I noticed a weird pattern in the reminders pipeline: the same work would go quiet for a while, then show up again later—like a sticky note that fell behind the desk and got kicked back out.
Nothing was actually disappearing. The work was getting claimed and then never unclaimed because a worker died at the wrong moment.
This is Part 6 of my series How to Architect an Enterprise AI System (And Why the Engineer Still Matters). Part 5 (Feature Flags as Guardrails) was about preventing unsafe behavior from ever shipping. This part is the opposite kind of guardrail: the one you build when you want concurrency, retries, and recovery to be boringly deterministic.
The key insight (and the bug it prevents)

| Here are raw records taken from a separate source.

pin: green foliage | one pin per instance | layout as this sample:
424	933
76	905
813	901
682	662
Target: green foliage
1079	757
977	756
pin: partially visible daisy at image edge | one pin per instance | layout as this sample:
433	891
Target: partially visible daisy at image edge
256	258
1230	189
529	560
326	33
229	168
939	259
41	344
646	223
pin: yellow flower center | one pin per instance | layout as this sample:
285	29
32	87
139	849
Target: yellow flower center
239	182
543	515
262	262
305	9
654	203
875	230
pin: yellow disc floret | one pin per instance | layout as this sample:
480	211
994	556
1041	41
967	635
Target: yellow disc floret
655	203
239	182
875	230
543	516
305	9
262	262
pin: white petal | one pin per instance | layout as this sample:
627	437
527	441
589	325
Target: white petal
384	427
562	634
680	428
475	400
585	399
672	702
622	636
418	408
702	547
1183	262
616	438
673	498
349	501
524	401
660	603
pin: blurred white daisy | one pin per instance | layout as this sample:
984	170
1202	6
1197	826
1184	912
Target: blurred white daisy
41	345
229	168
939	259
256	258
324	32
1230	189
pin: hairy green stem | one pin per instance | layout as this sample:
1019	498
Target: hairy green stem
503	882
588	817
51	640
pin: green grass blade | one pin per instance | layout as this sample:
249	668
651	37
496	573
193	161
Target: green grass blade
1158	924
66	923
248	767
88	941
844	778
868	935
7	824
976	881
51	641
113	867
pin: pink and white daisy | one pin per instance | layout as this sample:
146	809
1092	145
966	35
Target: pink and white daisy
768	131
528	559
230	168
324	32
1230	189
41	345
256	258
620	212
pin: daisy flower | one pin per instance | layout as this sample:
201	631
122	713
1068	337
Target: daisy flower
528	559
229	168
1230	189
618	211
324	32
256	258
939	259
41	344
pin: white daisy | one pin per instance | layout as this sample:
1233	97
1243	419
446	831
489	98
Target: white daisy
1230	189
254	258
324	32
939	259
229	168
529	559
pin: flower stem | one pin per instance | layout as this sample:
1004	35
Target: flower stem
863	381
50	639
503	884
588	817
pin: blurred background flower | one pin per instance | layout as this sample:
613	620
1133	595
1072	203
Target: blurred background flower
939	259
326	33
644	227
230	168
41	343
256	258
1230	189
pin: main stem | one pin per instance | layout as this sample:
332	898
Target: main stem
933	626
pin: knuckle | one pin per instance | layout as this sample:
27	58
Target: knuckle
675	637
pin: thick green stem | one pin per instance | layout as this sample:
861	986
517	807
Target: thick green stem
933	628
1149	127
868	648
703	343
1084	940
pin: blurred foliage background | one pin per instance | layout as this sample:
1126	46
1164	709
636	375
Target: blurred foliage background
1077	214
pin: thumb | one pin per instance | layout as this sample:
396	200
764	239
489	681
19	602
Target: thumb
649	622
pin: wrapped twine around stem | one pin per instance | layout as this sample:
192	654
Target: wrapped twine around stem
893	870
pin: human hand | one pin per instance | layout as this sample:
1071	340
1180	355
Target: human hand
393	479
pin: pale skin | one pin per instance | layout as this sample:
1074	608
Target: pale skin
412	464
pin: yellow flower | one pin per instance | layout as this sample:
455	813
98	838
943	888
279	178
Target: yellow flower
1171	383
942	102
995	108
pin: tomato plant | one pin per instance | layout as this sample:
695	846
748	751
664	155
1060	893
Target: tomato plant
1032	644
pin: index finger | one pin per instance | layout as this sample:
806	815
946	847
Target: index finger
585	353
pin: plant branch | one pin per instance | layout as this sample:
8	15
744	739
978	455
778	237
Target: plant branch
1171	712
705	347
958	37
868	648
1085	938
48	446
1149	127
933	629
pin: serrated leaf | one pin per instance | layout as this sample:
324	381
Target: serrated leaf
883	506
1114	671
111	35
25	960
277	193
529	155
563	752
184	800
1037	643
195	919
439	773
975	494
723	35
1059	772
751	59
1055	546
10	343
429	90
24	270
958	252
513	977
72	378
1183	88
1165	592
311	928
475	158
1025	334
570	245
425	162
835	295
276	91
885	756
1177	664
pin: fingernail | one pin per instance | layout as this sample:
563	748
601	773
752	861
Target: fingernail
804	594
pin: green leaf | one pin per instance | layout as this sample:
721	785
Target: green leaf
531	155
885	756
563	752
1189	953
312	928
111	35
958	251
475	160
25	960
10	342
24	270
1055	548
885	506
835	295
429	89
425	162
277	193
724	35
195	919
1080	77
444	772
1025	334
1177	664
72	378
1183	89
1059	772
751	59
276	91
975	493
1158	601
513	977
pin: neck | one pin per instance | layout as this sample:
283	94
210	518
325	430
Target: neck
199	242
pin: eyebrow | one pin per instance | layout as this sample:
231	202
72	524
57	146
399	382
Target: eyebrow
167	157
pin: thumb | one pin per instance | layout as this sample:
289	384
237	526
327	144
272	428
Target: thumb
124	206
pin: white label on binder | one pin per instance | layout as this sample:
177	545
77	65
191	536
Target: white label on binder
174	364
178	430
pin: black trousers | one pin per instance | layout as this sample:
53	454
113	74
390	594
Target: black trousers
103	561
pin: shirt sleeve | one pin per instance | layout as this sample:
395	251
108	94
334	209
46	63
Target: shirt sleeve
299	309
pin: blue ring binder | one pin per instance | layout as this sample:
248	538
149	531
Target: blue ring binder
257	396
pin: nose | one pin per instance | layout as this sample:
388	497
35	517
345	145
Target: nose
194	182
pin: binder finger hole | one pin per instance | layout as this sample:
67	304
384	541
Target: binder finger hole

For a large class of workloads, I do not treat a queue as a separate infrastructure primitive. I treat it as a table with state, and I let PostgreSQL enforce the one thing distributed workers are worst at enforcing themselves:
- Only one worker can own a unit of work at a time
That sounds obvious until you run multiple workers and hit the classic failure mode:
- Worker A fetches next job
- Worker B fetches the same next job
- Both do side effects
- You now have duplicate sends, double writes, or a corrupted lifecycle
The concurrency primitive that eliminates that entire class of bug is:
SELECT ... FOR UPDATE SKIP LOCKED
This is not a vague notion of locking. It is specific behavior with teeth: if another worker already holds the row lock, Postgres skips the row and lets you claim something else.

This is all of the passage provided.